Die Reaktion kam prompt. Nur zwei Tage nachdem die EU-Kommission den Strafzoll von bis zu 68 Prozent auf chinesische Solarprodukte beschlossen hat, scheint China nun zurückzuschlagen. Chinas Handelsministerium kündigte am Freitag an, es werde die Preise von Rohren ohne Schweißnähte aus den USA, der EU und Japan überprüfen. Die Teile werden vor allem in Heißwasserspeichern und Dampfleitungen von Kraftwerken verwendet.

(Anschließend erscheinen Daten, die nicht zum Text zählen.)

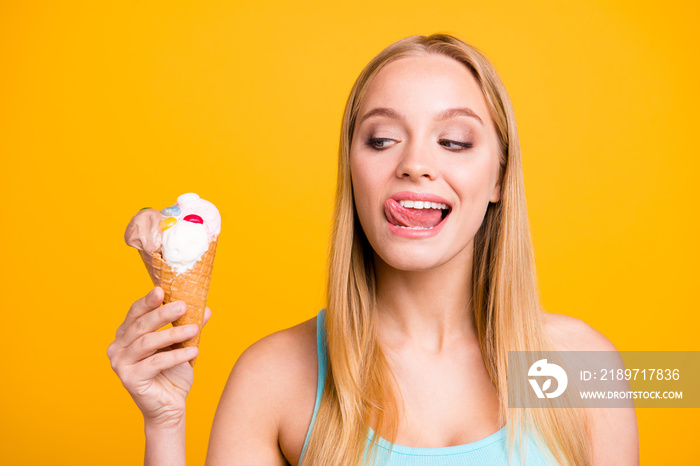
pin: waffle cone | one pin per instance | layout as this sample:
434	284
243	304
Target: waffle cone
192	286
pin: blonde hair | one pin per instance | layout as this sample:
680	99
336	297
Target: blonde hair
505	301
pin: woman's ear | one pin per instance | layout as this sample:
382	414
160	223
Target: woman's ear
496	193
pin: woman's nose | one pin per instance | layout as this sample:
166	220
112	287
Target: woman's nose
416	162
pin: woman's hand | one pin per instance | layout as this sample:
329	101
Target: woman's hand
151	366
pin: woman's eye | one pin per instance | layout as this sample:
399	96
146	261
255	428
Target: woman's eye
455	145
380	143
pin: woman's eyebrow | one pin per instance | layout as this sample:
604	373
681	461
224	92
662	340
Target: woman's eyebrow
383	111
455	112
444	115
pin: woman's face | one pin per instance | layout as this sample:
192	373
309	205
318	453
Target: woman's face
423	138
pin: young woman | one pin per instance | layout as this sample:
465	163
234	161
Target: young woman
431	282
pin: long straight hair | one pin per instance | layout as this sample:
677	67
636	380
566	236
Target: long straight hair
359	387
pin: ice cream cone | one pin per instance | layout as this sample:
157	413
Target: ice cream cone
192	286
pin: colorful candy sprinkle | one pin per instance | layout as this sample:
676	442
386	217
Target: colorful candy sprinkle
167	223
194	218
172	211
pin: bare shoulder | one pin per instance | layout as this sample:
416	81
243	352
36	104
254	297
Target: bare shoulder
268	401
568	333
613	431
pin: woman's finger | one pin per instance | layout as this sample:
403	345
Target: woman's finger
152	321
207	316
151	343
151	301
164	360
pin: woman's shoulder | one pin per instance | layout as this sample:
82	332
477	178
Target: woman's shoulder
568	333
613	431
283	364
268	401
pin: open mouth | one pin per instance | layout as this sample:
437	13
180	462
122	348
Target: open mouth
415	215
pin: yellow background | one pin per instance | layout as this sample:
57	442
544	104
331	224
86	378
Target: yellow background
107	107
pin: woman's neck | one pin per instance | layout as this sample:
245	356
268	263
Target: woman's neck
429	308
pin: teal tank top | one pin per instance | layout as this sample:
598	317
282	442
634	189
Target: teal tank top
489	451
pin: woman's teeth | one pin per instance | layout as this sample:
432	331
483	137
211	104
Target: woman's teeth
423	205
415	228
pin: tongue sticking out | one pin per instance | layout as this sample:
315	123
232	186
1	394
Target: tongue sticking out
411	218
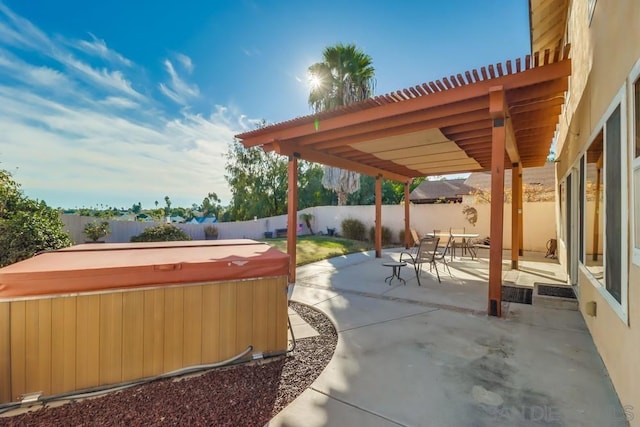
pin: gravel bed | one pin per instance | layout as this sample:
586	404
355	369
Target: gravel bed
241	395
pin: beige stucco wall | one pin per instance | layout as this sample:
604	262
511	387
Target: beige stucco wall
603	54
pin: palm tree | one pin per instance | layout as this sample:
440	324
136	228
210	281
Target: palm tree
345	76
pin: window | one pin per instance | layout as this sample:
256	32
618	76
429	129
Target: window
636	169
581	201
605	217
594	219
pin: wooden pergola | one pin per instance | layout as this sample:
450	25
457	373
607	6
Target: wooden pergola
497	117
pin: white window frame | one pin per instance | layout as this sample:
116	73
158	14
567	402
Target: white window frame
620	308
635	165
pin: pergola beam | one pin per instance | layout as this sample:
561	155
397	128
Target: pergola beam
324	123
497	110
325	159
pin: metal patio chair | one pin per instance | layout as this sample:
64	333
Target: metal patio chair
427	253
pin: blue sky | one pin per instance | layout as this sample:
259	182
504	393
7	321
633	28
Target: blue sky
122	102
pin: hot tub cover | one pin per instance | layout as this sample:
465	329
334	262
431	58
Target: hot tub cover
96	267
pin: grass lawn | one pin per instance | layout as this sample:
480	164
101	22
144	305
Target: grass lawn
315	248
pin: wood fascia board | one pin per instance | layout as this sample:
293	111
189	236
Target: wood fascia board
540	91
439	113
307	126
326	159
401	130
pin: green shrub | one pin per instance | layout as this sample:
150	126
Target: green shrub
353	229
161	233
95	230
26	226
387	236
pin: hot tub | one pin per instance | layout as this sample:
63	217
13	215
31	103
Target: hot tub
94	315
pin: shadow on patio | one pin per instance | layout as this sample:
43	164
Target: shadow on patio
429	355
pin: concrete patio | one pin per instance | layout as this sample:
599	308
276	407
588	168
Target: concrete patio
430	356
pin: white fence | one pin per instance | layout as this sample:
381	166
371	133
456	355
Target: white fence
538	218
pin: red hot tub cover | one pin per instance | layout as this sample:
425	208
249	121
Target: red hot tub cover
96	267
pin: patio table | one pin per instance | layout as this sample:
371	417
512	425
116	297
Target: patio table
466	241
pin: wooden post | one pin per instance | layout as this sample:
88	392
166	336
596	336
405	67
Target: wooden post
520	213
292	216
378	232
516	199
407	219
498	135
596	215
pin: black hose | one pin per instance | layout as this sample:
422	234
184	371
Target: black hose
96	391
281	353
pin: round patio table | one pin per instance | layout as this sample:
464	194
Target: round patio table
395	274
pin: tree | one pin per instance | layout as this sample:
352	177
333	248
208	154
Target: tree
311	192
211	205
258	182
26	226
136	208
345	76
167	209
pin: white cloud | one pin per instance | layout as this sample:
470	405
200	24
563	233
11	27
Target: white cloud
185	61
119	102
177	89
109	80
98	47
82	135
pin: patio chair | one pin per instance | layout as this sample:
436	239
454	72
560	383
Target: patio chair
427	254
441	235
416	241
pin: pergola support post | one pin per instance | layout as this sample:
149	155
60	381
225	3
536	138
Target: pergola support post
516	213
521	213
292	216
407	219
497	104
378	232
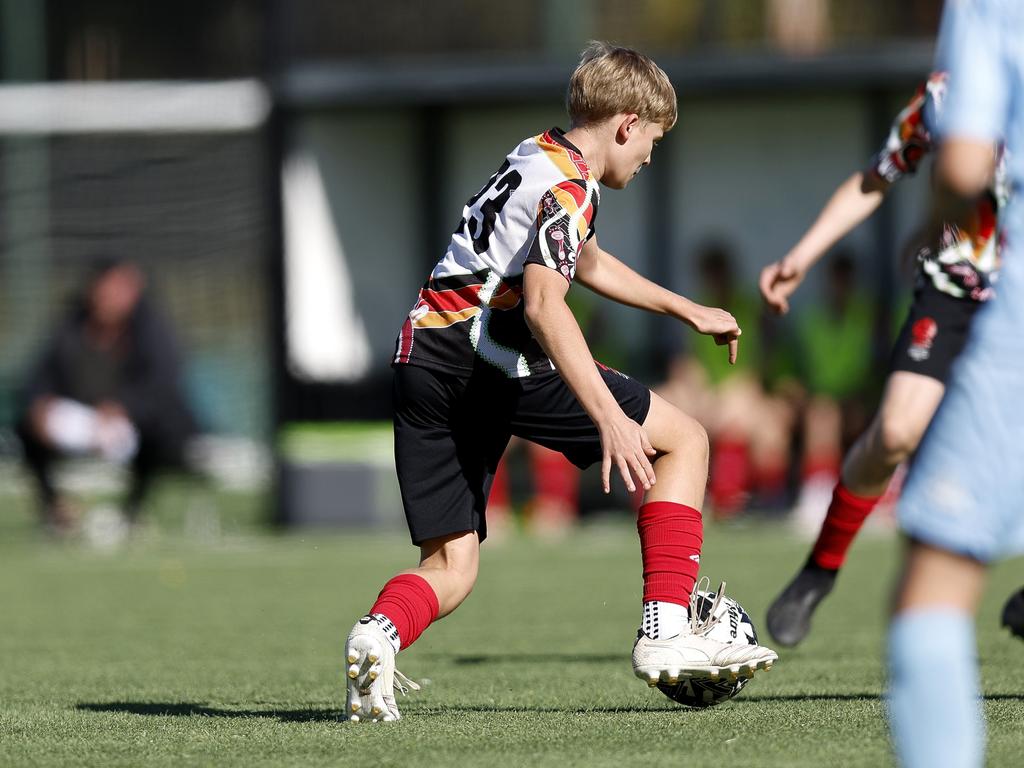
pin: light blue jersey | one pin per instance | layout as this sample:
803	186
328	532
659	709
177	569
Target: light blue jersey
966	487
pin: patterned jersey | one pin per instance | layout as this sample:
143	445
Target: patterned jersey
539	208
965	263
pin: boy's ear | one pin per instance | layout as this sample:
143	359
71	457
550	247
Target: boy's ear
629	124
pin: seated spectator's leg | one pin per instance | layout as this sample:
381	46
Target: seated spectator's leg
39	460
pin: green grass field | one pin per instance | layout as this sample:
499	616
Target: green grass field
178	651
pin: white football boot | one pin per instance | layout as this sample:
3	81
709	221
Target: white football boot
693	654
371	676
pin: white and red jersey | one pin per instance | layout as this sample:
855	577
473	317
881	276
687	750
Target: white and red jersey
966	262
539	208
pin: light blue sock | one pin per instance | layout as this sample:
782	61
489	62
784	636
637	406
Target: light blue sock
934	707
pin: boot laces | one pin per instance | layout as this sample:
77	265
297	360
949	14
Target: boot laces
403	684
700	626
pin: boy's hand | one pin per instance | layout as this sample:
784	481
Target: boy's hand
625	443
778	282
720	326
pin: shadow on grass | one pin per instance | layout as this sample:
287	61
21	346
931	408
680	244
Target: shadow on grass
330	715
187	709
527	657
854	697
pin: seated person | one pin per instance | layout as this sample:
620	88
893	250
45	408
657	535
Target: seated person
107	384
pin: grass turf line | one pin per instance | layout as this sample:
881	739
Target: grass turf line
175	653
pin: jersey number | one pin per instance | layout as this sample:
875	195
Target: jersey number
483	218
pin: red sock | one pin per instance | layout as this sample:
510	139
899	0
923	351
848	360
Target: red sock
846	514
411	604
671	536
730	476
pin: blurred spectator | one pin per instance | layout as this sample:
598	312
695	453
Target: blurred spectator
750	428
107	384
835	343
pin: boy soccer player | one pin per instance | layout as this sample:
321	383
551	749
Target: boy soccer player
961	508
954	279
491	349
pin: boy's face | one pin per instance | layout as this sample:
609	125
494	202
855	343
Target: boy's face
634	142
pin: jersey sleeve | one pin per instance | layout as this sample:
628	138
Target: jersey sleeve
908	141
564	221
974	41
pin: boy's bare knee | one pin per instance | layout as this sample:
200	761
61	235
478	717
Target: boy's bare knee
897	437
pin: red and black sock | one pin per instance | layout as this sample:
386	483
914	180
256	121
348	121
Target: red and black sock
671	536
410	602
846	516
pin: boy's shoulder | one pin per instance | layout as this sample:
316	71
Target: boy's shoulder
552	156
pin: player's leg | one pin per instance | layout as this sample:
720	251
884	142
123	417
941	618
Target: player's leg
961	505
671	531
936	718
907	407
445	458
932	337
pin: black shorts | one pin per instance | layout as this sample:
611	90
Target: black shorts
934	334
451	431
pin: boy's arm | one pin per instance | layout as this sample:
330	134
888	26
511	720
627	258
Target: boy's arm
624	442
603	273
853	201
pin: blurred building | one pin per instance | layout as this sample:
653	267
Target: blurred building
291	243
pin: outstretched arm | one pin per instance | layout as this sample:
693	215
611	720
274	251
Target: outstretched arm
604	274
624	442
853	201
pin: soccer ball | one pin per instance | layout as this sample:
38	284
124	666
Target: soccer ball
734	626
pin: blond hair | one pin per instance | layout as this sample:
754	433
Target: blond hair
610	80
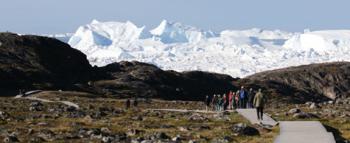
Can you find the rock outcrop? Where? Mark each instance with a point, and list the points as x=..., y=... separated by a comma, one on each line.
x=39, y=62
x=315, y=82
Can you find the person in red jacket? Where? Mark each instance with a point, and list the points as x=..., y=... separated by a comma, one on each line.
x=230, y=94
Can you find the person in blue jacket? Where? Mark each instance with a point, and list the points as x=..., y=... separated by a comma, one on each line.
x=243, y=97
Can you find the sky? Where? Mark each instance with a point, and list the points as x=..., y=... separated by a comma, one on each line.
x=65, y=16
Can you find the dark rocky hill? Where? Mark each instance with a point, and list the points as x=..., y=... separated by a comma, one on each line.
x=34, y=62
x=315, y=82
x=141, y=79
x=39, y=62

Dem chinesischen Handelsministerium liegt nach eigenem Bekunden eine Beschwerde eines chinesischen Unternehmens vor, das sich über Preisdumping beklagt.
Offiziell bestreitet das Handelsministerium einen unmittelbaren Zusammenhang zur jüngsten Strafaktion der EU-Kommission. Und doch ist der Zeitpunkt alles andere als ein Zufall – zumal der Sprecher des chinesischen Handelsministeriums erst am Donnerstag vor einem Handelskrieg warnte. „Wir hoffen, dass die EU noch zu einer umsichtigen Entscheidung findet“, sagt er. Und auch Chinas Botschafter bei der Welthandelsorganisation, Yi Xiaozhun, der momentan bei der WTO-Jahrestagung in Genf weilt, bedauerte das Vorgehen der EU-Kommission. Es sende ein „Signal für wachsenden Protektionismus“ aus. Droht nun zwischen Europa und China wegen der Solarmodule ein regelrechter Handelskrieg?
Davon ist nicht auszugehen. Die Strafzölle auf chinesische Solarmodule sind zwar für die Hersteller ärgerlich. Auch empfindet man das Vorgehen in China als ungerecht. Schließlich hat auch die europäische Solarindustrie jahrelang von Subventionen profitiert. Chinas Führung will Solarmodule für jeden erschwinglich machen – vor allem im eigenen Land. Angesichts des von Kohlekraftwerken verursachten Smogs sehnen sich auch die Chinesen nach der Energiewende.
Auf einen umfassenden Handelskrieg aber wird es die größte Export- und Handelsnation der Welt nicht ankommen lassen. Dafür ist Chinas Wirtschaft zu sehr auf den Welthandel angewiesen. Die Ankündigung einer Anti-Dumping-Untersuchung gegen Rohre ohne Schweißnähte ist auch keine unmittelbare Antwort auf den Solarstreit. Es geht dabei um einen Streit, der seit geraumer Zeit geführt wird. Die USA, Japan, Australien und Mexiko werfen ihrerseits China vor, Rohre unter dem Marktpreis zu verkaufen.
Handelsstreitigkeiten im Rahmen der Welthandelsorganisation sind ebenfalls ein völlig normaler Vorgang unter den Mitgliedsstaaten. China steht dabei keineswegs allein am Pranger. So sieht sich die Volksrepublik nach Angaben der Welthandelsorganisation derzeit 30 Klagen ausgesetzt, sie selbst klagt in 12 Fällen. Die EU wiederum klagt in 87 Fällen und hat 73 Klagen gegen sich. Spitzenreiter sowohl als Kläger als auch als Angeklagter: die USA. Sie treten derzeit in 105 Fällen als Kläger auf, müssen sich jedoch in 119 Fällen Klagen anhören.